Leur mère se retourna sur son siège.

« Je lui ai juste fait un sourire !

- Eh bien, ne souris pas. »

Lauren s'enfonça dans son siège. Elle aurait tellement aimé être vieille. Elle aurait volontiers échangé une vie presque finie contre la sienne, si cela avait pu lui éviter d'être ici. « Tu es le témoin principal, n'arrêtait pas de répéter son père, il faut que tu soutiennes ton frère. »

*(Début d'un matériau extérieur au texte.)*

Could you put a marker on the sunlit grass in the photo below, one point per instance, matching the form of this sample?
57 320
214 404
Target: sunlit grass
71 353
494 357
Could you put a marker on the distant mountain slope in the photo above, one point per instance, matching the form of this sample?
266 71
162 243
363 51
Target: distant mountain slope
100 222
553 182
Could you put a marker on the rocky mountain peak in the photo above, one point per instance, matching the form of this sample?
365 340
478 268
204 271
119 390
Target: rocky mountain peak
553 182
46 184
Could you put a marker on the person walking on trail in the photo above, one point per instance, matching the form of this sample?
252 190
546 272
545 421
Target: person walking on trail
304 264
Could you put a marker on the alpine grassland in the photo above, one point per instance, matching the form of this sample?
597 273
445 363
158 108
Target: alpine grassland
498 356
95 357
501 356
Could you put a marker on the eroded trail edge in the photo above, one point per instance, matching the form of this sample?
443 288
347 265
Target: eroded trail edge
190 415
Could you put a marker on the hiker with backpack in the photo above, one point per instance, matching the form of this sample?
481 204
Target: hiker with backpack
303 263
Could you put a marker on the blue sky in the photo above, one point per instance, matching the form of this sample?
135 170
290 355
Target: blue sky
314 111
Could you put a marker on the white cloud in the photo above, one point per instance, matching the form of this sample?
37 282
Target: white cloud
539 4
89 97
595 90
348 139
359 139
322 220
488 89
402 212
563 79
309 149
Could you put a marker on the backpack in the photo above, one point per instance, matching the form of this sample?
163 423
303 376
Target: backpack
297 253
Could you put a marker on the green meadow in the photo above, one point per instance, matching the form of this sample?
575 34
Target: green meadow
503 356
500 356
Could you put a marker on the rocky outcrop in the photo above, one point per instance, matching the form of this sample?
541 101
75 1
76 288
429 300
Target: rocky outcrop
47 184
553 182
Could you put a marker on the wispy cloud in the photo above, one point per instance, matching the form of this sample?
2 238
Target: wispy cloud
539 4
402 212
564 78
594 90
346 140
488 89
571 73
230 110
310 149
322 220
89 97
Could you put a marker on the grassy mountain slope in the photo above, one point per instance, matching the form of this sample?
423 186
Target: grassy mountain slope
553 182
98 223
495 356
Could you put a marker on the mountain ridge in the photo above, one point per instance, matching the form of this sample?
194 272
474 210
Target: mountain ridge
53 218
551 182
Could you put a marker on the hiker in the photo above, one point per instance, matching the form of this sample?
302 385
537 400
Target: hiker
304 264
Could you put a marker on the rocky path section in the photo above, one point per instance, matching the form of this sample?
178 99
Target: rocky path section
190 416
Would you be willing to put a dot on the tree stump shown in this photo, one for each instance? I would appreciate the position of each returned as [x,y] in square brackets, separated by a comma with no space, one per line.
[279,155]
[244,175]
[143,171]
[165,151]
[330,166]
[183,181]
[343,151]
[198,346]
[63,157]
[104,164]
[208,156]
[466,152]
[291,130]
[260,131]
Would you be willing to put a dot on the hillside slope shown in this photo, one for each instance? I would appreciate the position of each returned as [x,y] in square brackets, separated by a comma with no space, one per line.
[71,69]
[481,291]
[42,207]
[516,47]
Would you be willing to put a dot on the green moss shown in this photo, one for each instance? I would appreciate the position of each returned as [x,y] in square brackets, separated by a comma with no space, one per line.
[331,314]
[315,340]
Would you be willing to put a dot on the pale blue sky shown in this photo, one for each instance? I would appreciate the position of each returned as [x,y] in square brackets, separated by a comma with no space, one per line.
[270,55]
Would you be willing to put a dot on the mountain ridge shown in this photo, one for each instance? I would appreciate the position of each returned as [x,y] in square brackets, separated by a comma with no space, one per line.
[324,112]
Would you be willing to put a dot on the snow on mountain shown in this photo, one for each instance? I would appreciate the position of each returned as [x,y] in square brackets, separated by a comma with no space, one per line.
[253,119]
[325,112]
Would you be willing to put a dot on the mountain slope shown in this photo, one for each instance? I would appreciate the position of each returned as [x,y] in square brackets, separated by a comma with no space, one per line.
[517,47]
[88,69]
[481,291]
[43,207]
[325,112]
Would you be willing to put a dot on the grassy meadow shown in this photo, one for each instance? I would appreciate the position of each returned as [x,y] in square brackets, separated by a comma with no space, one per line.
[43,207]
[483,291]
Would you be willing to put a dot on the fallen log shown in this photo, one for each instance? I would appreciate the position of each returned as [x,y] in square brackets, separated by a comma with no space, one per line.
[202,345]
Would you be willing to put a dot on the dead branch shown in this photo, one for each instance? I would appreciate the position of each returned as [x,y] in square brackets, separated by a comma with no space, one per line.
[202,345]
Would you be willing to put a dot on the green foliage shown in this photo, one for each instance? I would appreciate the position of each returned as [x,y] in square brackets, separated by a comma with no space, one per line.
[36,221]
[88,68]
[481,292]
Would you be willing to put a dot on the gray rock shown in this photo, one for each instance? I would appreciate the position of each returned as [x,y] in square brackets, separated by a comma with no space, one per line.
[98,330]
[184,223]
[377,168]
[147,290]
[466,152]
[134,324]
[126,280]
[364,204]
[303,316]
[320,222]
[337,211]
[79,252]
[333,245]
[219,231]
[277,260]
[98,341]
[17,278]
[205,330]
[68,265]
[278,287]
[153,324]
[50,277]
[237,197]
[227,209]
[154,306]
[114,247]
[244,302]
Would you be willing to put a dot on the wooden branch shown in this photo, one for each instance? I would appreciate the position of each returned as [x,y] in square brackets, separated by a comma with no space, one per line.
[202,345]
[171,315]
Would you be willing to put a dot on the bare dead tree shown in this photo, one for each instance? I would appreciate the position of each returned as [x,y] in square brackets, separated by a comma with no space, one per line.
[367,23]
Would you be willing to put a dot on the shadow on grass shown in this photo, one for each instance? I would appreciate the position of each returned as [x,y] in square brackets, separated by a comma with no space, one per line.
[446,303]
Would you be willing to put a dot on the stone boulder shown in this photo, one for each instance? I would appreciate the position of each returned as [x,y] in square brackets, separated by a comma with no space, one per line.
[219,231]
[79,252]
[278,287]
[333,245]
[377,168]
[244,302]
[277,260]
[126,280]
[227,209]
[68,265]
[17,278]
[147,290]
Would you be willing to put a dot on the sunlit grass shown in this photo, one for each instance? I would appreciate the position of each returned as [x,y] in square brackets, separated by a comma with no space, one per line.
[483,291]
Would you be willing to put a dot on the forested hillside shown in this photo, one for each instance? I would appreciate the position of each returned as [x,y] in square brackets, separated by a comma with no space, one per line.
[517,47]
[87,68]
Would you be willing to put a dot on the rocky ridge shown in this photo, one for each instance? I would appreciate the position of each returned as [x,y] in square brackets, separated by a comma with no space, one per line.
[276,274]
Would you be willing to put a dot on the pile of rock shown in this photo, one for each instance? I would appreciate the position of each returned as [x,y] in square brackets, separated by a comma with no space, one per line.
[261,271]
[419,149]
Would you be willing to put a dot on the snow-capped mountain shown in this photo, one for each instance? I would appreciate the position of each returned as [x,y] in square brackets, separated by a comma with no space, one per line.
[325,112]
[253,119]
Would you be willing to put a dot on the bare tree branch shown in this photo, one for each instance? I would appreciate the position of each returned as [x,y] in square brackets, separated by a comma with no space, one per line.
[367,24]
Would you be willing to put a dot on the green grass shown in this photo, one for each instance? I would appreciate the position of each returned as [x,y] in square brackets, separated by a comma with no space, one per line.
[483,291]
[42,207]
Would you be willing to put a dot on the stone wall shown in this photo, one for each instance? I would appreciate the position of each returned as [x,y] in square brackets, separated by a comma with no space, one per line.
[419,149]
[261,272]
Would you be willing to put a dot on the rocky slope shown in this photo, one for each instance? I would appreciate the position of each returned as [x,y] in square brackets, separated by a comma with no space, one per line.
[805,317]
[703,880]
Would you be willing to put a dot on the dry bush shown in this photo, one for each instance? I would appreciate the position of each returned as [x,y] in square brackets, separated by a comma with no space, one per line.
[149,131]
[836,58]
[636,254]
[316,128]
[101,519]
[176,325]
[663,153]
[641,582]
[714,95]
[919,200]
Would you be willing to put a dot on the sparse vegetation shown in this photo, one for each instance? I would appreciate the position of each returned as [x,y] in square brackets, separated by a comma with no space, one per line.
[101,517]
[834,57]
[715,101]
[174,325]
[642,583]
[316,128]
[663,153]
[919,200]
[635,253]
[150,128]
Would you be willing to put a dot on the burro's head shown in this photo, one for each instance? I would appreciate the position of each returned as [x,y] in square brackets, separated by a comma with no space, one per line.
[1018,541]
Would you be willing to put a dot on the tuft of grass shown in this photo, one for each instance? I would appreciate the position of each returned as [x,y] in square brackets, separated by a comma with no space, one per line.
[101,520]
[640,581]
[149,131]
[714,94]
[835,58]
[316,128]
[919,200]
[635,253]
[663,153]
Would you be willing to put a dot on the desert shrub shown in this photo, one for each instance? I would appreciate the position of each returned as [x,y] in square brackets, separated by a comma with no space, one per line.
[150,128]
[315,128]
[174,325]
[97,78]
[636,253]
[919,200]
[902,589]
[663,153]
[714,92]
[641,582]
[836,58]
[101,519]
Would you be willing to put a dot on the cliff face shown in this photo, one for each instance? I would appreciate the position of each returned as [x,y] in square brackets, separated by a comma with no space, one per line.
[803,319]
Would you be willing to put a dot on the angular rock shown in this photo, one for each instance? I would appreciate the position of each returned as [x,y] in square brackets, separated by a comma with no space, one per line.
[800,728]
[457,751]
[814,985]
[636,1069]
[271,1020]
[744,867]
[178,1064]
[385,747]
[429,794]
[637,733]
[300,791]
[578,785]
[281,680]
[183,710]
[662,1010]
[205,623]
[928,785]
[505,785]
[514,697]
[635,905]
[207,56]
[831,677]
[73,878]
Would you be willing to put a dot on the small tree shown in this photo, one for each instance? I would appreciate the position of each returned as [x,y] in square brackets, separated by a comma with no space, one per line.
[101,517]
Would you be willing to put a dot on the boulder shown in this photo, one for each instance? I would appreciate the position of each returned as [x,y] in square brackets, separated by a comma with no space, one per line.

Ils lui avaient conseillé de mettre la jupe et le chemisier qu'elle portait à l'enterrement de leur grand-père. La jupe était en Nylon noir et collait à ses jambes à cause de l'électricité statique. Le chemisier était gris anthracite. Elle s'était contemplée dans le miroir de l'entrée avant de monter en voiture.

« J'ai l'air d'une nonne.

- Tu es parfaite », avait rétorqué sa mère.

Ils voulaient de la pitié. Pas de vernis à ongles rouge vif, pas de rouge à lèvres violet et pas de minijupe en stretch orange flamboyant qui serrait les cuisses. Ce n'étaient pas les vêtements d'une fille bien.

Tout d'un coup, Chris se redressa sur son siège.

« Qui sont tous ces gens ? »

Un petit troupeau de personnes traversait justement le portail. Neuf ou dix adolescents, qui se dirigeaient vers l'entrée principale.

« Ils sont là pour nous ? »

La panique perçait dans sa voix.

Lauren pressa son nez contre la vitre. Le petit groupe s'était arrêté au pied de l'escalier d'honneur. L'une des filles consulta son téléphone portable. Deux garçons s'assirent sur les marches.